By Jim Steele
After France fell to the Nazis, Britain desperately prepared for an invasion. The United States shuttled hundreds of planes to England via the Snowball Route, a series of secret bases on Newfoundland, Greenland and Iceland. But in 1942 one squadron never completed the journey. A sudden July storm forced 8 planes to land on a slushy glacier surface in southeast Greenland. Although the crews were rescued, later attempts failed to locate the Lost Squadron. The glaciers had ferried the planes miles downstream as they were increasingly buried in ice. One plane was finally recovered in 1992 and the second, recovered in 2018, was under more than 300 feet of ice. Southeastern Greenland had been gaining ice at a rate of 4 feet per year.
In contrast, climate scientists project Greenland will increasingly lose ice as CO2concentrations increase. Indeed, its melting ice has been the biggest contributor to accelerating sea level rise for 2 decades. But that is rapidly reversing. City planners along California’s coast are struggling with competing theories. How much sea level rise should we plan for? Fearing an accelerating rise, some argue we abandon the coast. Others argue, and I agree, we should protect our homes with seawalls. But how high must we build? Understanding Greenland’s contribution is critical.
If we removed all ice from Greenland, the land would reveal a bowl-shape. A ring of mountains paralleling the coastline prevents the ice cap from sliding into the sea, no matter what scary climate stories suggest. Several gaps in those mountains allow glaciers to transport ice from inside “the bowl” to the oceans. Given enough time the Lost Squadron may well have been shuttled out to sea. Whenever more ice accumulates inside the “bowl” than leaks out via glaciers, Greenland gains ice and sea levels fall. If more ice reaches the ocean than accumulates inland, sea level rises. But predicting any imbalance is difficult.
During the last 100 years, Greenland oscillated between gaining and losing ice. Its greatest loss raised sea level by 0.07 inches in 2012, about half the total sea level rise of 0.12 inches a year. That accelerated loss was trumpeted as just what climate models predict. However, Greenland’s melt rates then declined and by 2017 it was gaining enough ice to slightly reduce sea level rise.

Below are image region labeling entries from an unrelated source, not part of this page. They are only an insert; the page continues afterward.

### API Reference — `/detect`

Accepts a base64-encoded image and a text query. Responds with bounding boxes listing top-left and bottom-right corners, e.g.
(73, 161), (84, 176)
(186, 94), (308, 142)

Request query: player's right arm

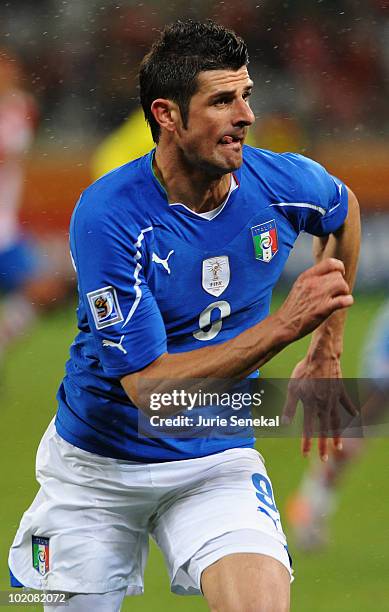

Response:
(121, 259), (353, 415)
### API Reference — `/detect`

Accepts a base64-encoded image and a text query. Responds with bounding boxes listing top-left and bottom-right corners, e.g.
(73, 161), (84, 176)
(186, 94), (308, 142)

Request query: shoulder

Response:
(244, 146), (336, 204)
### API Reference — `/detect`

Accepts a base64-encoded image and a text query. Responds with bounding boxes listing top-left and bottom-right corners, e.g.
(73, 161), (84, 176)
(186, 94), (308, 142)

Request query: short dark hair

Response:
(139, 19), (249, 142)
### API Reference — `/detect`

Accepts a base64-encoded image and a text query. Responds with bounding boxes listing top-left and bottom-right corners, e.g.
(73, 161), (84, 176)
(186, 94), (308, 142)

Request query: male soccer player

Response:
(0, 49), (64, 361)
(9, 21), (359, 612)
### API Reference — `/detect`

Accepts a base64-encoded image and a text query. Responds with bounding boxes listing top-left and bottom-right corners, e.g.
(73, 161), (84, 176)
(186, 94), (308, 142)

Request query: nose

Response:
(232, 98), (255, 127)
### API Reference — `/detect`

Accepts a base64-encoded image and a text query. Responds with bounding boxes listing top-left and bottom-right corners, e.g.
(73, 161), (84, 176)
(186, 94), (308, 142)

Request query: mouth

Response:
(218, 134), (244, 150)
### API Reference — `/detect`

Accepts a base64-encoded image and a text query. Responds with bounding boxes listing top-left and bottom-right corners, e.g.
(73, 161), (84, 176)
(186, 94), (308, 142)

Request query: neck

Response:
(153, 144), (231, 213)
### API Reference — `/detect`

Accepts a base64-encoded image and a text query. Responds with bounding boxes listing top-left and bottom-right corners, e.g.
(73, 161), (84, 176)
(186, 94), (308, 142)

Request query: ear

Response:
(151, 98), (181, 132)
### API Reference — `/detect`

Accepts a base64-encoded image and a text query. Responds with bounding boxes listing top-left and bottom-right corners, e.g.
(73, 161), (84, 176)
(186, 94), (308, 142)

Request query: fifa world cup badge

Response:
(251, 219), (278, 263)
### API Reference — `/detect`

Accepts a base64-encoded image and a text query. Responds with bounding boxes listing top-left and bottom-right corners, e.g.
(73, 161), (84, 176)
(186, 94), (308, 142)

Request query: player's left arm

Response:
(284, 188), (361, 461)
(306, 187), (361, 366)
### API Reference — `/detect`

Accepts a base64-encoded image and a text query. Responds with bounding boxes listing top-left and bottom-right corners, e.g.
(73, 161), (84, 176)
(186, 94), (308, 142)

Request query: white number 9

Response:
(193, 300), (231, 341)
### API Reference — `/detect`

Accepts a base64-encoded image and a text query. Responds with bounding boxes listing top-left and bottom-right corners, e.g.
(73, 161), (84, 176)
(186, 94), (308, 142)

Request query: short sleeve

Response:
(70, 197), (166, 377)
(273, 153), (348, 236)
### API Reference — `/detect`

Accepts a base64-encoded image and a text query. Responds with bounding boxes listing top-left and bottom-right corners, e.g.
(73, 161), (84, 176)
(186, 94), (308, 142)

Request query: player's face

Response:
(177, 66), (255, 175)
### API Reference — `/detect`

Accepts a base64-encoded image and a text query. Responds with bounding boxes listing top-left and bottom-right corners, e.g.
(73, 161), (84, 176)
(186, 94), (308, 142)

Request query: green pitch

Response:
(0, 296), (389, 612)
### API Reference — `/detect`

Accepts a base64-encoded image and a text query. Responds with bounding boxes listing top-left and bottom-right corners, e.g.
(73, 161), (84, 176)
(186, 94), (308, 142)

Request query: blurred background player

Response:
(286, 300), (389, 551)
(91, 108), (255, 180)
(0, 50), (63, 360)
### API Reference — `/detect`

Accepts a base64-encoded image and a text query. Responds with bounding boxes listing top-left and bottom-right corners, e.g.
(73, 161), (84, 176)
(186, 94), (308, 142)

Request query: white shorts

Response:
(9, 422), (291, 595)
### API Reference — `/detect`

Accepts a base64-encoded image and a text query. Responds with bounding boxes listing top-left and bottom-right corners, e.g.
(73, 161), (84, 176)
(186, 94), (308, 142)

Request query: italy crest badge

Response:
(32, 536), (49, 576)
(251, 219), (278, 263)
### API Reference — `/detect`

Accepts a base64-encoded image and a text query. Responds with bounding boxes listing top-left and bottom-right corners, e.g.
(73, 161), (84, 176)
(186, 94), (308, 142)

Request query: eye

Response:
(214, 96), (230, 106)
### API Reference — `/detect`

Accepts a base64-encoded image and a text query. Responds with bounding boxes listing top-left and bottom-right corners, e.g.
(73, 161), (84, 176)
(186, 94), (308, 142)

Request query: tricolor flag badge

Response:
(251, 219), (278, 263)
(32, 536), (49, 576)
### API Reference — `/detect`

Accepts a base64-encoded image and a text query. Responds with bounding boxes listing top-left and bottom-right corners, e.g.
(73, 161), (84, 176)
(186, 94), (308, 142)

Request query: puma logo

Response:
(152, 251), (174, 274)
(102, 336), (127, 355)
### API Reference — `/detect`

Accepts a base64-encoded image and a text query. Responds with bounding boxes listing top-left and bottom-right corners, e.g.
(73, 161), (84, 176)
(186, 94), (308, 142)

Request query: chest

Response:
(147, 205), (296, 326)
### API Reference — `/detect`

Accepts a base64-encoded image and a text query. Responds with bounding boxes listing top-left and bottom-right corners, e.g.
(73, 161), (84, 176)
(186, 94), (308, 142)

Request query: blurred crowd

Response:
(0, 0), (389, 149)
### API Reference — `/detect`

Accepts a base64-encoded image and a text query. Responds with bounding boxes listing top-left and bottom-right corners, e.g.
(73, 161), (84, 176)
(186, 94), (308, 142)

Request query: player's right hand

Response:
(276, 258), (354, 342)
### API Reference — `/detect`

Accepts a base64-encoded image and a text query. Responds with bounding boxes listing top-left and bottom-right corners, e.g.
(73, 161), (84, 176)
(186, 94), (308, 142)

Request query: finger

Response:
(303, 257), (345, 276)
(301, 404), (314, 457)
(301, 435), (312, 457)
(317, 436), (328, 462)
(318, 397), (333, 461)
(340, 388), (359, 416)
(281, 383), (299, 425)
(320, 271), (350, 297)
(330, 406), (343, 451)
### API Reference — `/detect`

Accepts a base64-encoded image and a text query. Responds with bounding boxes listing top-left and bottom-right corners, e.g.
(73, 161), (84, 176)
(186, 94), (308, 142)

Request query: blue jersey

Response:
(56, 146), (347, 462)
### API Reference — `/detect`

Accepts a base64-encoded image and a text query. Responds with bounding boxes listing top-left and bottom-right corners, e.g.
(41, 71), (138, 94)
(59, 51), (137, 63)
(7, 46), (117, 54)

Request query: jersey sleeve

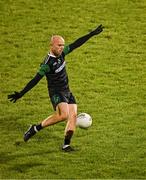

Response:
(38, 64), (50, 76)
(63, 45), (71, 55)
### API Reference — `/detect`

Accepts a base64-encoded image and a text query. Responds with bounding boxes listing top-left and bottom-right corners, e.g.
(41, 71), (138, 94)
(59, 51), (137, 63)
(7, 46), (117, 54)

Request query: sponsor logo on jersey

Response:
(55, 61), (65, 73)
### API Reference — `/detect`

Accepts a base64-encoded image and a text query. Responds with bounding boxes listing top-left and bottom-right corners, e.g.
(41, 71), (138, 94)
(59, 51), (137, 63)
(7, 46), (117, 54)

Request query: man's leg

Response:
(62, 104), (77, 151)
(24, 102), (69, 142)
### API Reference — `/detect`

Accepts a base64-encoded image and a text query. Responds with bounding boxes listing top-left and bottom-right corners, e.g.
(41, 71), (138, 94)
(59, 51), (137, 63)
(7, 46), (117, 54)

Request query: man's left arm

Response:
(64, 25), (104, 55)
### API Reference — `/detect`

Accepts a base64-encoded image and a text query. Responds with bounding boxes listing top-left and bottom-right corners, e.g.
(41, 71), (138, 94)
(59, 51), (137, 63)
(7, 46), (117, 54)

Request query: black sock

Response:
(36, 123), (43, 131)
(64, 130), (74, 145)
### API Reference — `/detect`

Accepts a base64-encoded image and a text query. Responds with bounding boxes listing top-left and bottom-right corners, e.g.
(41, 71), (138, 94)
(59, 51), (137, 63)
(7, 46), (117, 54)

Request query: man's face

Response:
(51, 36), (65, 57)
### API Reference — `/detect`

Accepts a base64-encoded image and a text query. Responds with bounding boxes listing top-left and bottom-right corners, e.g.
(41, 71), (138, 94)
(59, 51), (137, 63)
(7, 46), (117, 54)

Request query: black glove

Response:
(8, 91), (22, 103)
(90, 24), (104, 35)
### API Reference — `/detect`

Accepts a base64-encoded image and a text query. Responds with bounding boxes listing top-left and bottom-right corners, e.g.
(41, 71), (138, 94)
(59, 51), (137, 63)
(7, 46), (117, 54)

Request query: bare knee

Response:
(59, 113), (69, 121)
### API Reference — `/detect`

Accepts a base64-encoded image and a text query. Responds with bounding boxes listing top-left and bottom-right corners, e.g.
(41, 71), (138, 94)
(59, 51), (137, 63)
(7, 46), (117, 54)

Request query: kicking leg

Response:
(24, 102), (69, 142)
(62, 104), (77, 151)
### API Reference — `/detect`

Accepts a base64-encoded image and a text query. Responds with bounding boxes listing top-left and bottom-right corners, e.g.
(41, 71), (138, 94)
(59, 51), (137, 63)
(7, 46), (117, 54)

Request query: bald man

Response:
(8, 25), (103, 152)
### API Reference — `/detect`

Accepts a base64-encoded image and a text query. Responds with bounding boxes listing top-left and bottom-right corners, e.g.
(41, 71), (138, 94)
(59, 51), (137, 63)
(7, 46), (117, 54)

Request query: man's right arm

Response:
(8, 64), (49, 103)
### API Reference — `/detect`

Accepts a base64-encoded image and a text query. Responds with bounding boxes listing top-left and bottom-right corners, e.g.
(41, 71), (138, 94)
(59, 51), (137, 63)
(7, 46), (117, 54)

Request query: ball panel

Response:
(76, 113), (92, 128)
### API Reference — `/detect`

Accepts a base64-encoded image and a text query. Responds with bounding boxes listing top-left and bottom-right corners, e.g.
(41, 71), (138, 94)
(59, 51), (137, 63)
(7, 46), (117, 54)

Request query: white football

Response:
(76, 113), (92, 129)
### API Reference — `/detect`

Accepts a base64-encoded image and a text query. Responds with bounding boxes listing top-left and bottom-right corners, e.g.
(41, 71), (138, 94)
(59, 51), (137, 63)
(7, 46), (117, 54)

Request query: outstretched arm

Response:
(69, 24), (103, 52)
(8, 73), (43, 103)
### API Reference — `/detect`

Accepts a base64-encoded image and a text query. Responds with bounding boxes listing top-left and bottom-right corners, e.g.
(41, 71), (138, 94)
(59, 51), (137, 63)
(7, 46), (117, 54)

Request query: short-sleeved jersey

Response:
(38, 46), (71, 91)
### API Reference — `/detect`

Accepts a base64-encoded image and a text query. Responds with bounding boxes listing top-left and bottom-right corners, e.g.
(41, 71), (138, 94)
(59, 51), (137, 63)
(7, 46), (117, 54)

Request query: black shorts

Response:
(49, 91), (76, 110)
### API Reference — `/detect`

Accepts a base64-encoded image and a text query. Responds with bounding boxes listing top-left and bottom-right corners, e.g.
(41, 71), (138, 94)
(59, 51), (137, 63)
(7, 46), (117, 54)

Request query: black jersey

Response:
(38, 46), (70, 91)
(17, 26), (102, 97)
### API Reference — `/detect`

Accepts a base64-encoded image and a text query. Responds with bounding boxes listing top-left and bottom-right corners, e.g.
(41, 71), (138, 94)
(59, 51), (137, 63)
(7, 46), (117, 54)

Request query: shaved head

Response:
(50, 35), (64, 45)
(50, 35), (65, 57)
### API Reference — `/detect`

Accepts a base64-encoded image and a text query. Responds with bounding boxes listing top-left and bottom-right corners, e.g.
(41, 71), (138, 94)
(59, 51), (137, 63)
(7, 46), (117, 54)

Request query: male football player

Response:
(8, 25), (103, 152)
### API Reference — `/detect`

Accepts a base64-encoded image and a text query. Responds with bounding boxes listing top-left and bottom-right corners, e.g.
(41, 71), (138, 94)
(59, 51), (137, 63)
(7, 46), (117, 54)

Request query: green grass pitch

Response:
(0, 0), (146, 179)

Furthermore, the cause of rapidly melting ice since the 1990s was fewer clouds. Fewer summer clouds allow more solar heating and cycles of atmospheric circulation naturally alter cloud cover. In addition, researchers reported Greenland’s ice-free regions experienced various warming and cooling trends over the past 15 years, but concluded if there was any general trend, “it is mostly a cooling”. They also admitted they “cannot differentiate between anthropogenic forcing [in other words: warming from human added CO2] and natural fluctuations.”
A similar warming and melting episode occurred decades earlier. Climate scientists determined Greenland had warmed most rapidly between 1920 and 1940. As reported by the IPCC, “temperature has risen significantly since the early 1990s, reaching values similar to those in the 1930s.”Regards accelerated rates of sea level rise from melting ice, the IPCC reported “It is likely that similarly high rates occurred between 1920 and 1950.” Intriguingly, much lower CO2concentrations still resulted in similar warming, melting and rates of sea level rise.
Until Greenland’s temperatures and ice-melt exceed the 1930s episode, scientists cannot distinguish between natural variability and human-caused warming. The current trend is too short to be certain, but the past 2 years suggest Greenland is now entering a cooling cycle. In fact, based on my analyses of published scientific reports regards decades-long cycles of migrating fish into and out of the Arctic, and circulation effects of Atlantic oscillations, I boldly blogged in 2014, we would soon see Greenland begin to gain ice, as it is now doing.
Of course, that prediction was attacked by the ill-informed. They claimed my analyses of published scientific observations was cherry-picking, pseudo-science and I ignored the (mythical) 97% consensus. My response is always, there is absolutely no consensus regards climate’s sensitivity to a doubling of CO2. Some IPCC experts predict 1 degree warming, others predict as much as 5 degrees. Nonetheless the scientific method demands, to prove rising CO2 is causing an effect like melting Greenland ice, we must show current changes exceed past natural variability. But most people are unaware that has yet to happen.
We are an adaptable people. Seawalls we build to protect our coastal homes for the next hundred years, likely need to plan for just 8 inches of sea level rise, but certainly not 5 or 10 feet. Yet to be confident, we need another 20 years to determine the contribution of natural cycles.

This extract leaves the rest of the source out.